Normally, caveats like that might send you away from an open-source project. Despite the issues, Twisted is worth it because the code is very good, and it solves your problem. The project is very actively maintained, but it's by people who are good at writing (and testing) code, and not so good at documentation. It's definitely worth using, but you should be ready to roll up your sleeves. However, if you can fit your project within what I'm showing in this article, things should go easily.
Go to TwistedMatrix.com to install Twisted. If you're on Windows or OSX you should use the specific installers; for Linux easy_install should work.
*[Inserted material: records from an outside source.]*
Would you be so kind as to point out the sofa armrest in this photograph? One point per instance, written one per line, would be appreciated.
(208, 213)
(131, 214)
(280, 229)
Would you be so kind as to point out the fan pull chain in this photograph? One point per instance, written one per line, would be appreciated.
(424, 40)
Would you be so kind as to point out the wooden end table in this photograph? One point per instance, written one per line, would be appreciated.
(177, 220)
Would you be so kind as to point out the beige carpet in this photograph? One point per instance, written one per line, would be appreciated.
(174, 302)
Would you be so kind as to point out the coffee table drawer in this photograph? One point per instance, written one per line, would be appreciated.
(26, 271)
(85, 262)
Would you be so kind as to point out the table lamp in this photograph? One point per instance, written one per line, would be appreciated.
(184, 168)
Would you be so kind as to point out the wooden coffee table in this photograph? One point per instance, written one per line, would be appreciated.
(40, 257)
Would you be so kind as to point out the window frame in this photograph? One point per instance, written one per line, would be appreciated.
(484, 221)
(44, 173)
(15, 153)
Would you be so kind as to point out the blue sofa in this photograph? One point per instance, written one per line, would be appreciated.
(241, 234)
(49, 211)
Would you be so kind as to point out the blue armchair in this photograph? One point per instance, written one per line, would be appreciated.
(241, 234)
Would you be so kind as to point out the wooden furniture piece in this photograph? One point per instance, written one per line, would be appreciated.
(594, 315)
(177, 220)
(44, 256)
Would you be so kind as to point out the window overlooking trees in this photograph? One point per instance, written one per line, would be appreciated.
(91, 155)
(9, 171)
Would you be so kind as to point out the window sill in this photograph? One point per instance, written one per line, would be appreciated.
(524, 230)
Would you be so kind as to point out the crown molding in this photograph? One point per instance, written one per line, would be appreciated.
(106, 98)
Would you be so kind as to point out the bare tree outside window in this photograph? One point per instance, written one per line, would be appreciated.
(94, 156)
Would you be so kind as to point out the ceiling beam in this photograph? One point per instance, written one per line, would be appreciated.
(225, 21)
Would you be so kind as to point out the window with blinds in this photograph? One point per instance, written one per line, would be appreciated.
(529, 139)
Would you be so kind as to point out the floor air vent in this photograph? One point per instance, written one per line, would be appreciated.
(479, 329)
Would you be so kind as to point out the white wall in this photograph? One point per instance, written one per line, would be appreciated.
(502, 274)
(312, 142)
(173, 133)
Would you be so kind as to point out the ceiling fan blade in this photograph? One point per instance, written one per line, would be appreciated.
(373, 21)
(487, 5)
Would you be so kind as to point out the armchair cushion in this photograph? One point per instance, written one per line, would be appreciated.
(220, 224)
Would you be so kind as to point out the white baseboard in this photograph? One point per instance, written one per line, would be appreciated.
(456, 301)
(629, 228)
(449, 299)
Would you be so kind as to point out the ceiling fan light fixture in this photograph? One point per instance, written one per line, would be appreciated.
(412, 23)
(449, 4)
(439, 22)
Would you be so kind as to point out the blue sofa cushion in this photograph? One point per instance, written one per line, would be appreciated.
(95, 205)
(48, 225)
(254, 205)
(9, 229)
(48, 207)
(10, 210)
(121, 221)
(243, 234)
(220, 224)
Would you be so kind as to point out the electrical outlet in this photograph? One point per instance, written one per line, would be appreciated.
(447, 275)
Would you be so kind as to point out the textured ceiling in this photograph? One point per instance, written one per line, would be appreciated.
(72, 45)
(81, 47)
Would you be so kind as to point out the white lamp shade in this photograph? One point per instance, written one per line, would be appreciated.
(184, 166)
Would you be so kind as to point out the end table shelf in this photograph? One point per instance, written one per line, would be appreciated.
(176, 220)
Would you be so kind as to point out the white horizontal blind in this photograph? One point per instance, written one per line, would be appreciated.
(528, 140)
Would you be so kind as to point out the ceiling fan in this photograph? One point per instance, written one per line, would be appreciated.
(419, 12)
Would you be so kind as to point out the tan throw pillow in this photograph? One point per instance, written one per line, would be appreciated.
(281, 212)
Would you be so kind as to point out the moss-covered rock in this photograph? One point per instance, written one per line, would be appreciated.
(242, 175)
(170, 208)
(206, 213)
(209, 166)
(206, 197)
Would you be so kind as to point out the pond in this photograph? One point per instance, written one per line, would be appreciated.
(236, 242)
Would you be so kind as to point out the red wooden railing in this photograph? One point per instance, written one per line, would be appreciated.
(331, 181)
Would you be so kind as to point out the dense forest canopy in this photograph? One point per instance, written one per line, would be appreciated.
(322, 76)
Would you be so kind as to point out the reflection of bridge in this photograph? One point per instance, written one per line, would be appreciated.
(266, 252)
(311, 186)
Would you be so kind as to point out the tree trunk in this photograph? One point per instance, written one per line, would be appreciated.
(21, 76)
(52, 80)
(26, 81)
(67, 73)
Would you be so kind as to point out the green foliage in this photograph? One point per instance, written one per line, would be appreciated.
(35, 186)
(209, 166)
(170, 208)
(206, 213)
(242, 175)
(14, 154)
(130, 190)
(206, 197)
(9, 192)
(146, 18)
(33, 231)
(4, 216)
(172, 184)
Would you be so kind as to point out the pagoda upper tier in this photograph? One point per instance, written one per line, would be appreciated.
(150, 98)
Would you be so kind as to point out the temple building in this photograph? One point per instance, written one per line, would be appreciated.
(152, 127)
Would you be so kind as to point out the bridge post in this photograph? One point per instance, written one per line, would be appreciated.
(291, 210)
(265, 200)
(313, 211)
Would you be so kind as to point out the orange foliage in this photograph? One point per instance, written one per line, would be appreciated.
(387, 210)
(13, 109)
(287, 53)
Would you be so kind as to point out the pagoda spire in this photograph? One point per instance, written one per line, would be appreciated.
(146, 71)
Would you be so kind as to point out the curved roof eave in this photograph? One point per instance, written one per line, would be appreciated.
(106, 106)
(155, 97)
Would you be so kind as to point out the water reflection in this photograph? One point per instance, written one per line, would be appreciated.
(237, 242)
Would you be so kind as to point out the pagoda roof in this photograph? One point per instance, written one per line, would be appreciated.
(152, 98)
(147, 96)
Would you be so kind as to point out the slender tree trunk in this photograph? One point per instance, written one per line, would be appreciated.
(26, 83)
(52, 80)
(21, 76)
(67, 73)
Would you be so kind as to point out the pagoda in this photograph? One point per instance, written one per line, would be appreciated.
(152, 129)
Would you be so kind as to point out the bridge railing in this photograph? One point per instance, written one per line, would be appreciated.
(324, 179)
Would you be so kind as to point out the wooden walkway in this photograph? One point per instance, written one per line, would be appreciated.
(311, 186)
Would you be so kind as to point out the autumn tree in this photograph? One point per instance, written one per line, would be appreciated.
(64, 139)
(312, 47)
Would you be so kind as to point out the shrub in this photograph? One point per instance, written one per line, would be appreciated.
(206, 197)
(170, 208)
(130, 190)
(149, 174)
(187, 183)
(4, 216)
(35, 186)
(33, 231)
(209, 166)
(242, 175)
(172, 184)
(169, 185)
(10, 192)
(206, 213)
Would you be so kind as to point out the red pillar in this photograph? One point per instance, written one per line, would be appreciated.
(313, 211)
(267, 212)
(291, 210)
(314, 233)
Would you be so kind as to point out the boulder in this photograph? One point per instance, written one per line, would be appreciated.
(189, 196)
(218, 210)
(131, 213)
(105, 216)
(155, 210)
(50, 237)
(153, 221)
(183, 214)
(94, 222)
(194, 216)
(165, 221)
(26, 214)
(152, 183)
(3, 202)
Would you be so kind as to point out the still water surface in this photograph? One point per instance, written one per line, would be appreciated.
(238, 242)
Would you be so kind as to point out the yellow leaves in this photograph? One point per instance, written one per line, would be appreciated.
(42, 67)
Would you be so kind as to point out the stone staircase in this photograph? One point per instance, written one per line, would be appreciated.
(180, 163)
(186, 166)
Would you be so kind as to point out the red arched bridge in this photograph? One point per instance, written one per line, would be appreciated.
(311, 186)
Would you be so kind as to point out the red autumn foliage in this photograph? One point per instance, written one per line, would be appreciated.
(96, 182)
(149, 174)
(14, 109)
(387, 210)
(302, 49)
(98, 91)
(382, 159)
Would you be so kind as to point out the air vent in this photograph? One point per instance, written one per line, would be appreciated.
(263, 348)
What is Asynchronous Programming?
One of the many problems with threading is that it has multiple meanings. There are three basic uses for threads:
Code organization. Here, the use of threads don't increase the performance of an application but instead make the code easier to create and maintain.
Long Calls. While you're waiting on disk or network IO, for example, you might be able to do something useful. By attaching a thread to the IO call, the main execution path of the program can continue (watching for user input, for example, to keep the UI responsive). This type of threading can easily be done with a single CPU, and it's basically a variation of #1, because you could write your code to periodically go back and check on the IO. This checking code is effectively what's being done for you when you use threads.
Both Ruby and Python can only use #1 and #2. Because of the global interpreter lock in both languages, neither can use more than one CPU.
Parallelism. Although #2 makes better use of a single CPU, to make use of more than one CPU we need true parallelism, where multiple CPUs are working on the problem at the same time. To accomplish this in Python in this article, we create multiple operating system processes, one for each solver (worker) (The master only requires occasional CPU cycles and it shares the CPUs to do this). A separate Python interpreter is started in each process, and each process has its own memory so there is no possibility of collision as there is with threads, which makes multi-process parallelism much easier and safer than thread programming.
Asynchronous programming is similar to case #2 in that it allows you to make a call without waiting for that call to complete. But instead of using threads to accomplish this, it uses callbacks. Callbacks are typically much faster than threads because there is no overhead for context switching, and you also don't have the cost of periodically visiting threads to see if something has changed. You simply set up callbacks and when something changes your functions get called.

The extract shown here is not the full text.